My Solution to "CANBUS Communication timeout while homing Z"

Basic Information:

Printer Model: Voron Tridend 250
MCU / Printerboard: BTT Octoprint 1.1
Host / SBC: FriendlyElec NanoPC-T4
klippy.log

Fill out above information and in all cases attach your klippy.log file (use zip to compress it, if too big). Pasting your printer.cfg is not needed
Be sure to check our “Knowledge Base” Category first. Most relevant items, e.g. error messages, are covered there

Describe your issue:

Summary of CAN Bus Stability Improvements (Before/After) During Long‑Duration Probe Accuracy Testing

Over the past days I’ve been troubleshooting rare but repeatable CAN‑bus communication hiccups during long‑duration PROBE_ACCURACY stress tests on my Voron Trident. These tests run continuously for about an hour while cycling bed and nozzle temperatures, which is a great way to expose timing‑sensitive issues in the CAN transport layer. For reference, I used the excellent probe stress‑test tooling from:GitHub - KiloQubit/probe_accuracy

Before the Change

Initially, my CAN interface was configured with:

  • pfifo_fast as the default qdisc
  • txqueuelen set to 128, as commonly recommended in Klipper documentation

This setup worked “mostly fine,” but during extended probe‑accuracy loops I would eventually hit a CAN timeout or communication error. Reducing txqueuelen from 128 → 64 roughly doubled the runtime before failure, but still didn’t eliminate the issue. The errors were rare, but consistent enough to interfere with long‑term probe comparison testing.

Changes Applied

I made two adjustments to the CAN interface configuration:

  1. Switched queue discipline from pfifo_fast tofq_codel

    • This was done to reduce latency spikes and avoid occasional packet reordering under load.
  2. Reduced txqueuelen from 64 → 20

    • CAN frames are extremely small, and large queues only increase latency and jitter.
    • A shorter queue forces more deterministic timing behavior.
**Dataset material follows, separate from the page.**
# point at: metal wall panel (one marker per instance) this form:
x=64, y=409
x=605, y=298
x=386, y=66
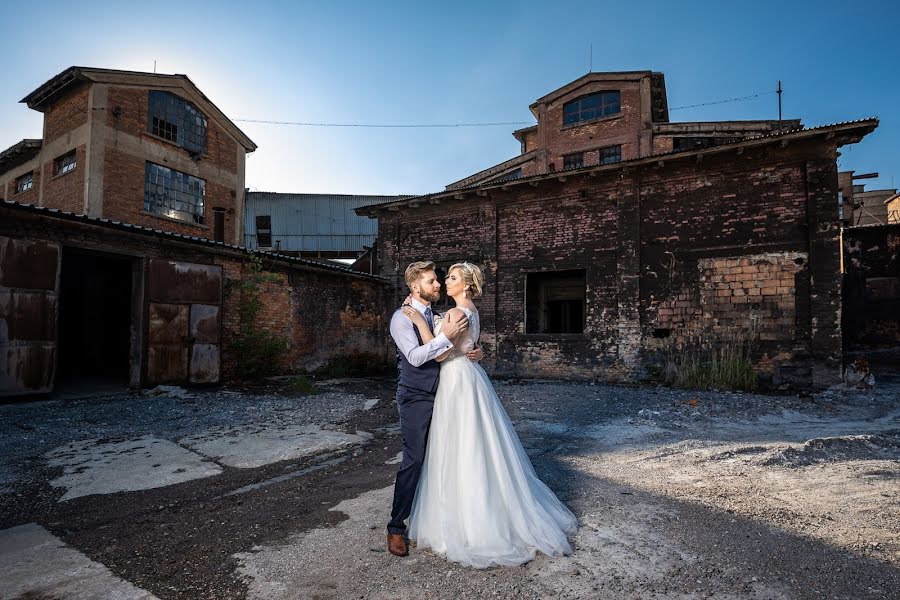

These changes were applied via /etc/network/interfaces.d/can0 so they persist across reboots.

After the Change

With txqueuelen=20 and fq_codel active, I was able to complete a full 1‑hour probe‑accuracy stress test without any CAN communication errors. This is the first time the test has run to completion without a timeout. While I can’t yet say with certainty how much fq_codel contributed on its own, the combination of a shorter queue and a modern qdisc clearly improved stability in my setup.

This gives me a reliable baseline for comparing different Z‑probe hardware under identical conditions.

System Configuration

SBC: FriendlyElec NanoPC T4 (RK3399)
OS:
debian-bookworm-core-arm64 (FriendlyElec Official)

Controller: BTT Octoprint 1.1 based on STM32F446ZET6 configured as CAN Bridge

Toolhead Controller: Mellow SHT36v3 based on RP2040

Z-Probe: FYSETC Super Pinda

klippy.zip (1.0 MB)

This file lives in:/etc/network/interfaces.d/can0

allow-hotplug can0
iface can0 can static
    bitrate 1000000

    # Configure CAN interface before bringing it up
    pre-up ip link set can0 type can bitrate 1000000
    pre-up ip link set can0 txqueuelen 20

    # Ensure queue length is correct after interface activation
    up ip link set $IFACE txqueuelen 20

    # Apply fq_codel to reduce latency and avoid packet reordering
    post-up tc qdisc replace dev can0 root fq_codel

    # Optional: clean up qdisc on shutdown
    post-down tc qdisc del dev can0 root || true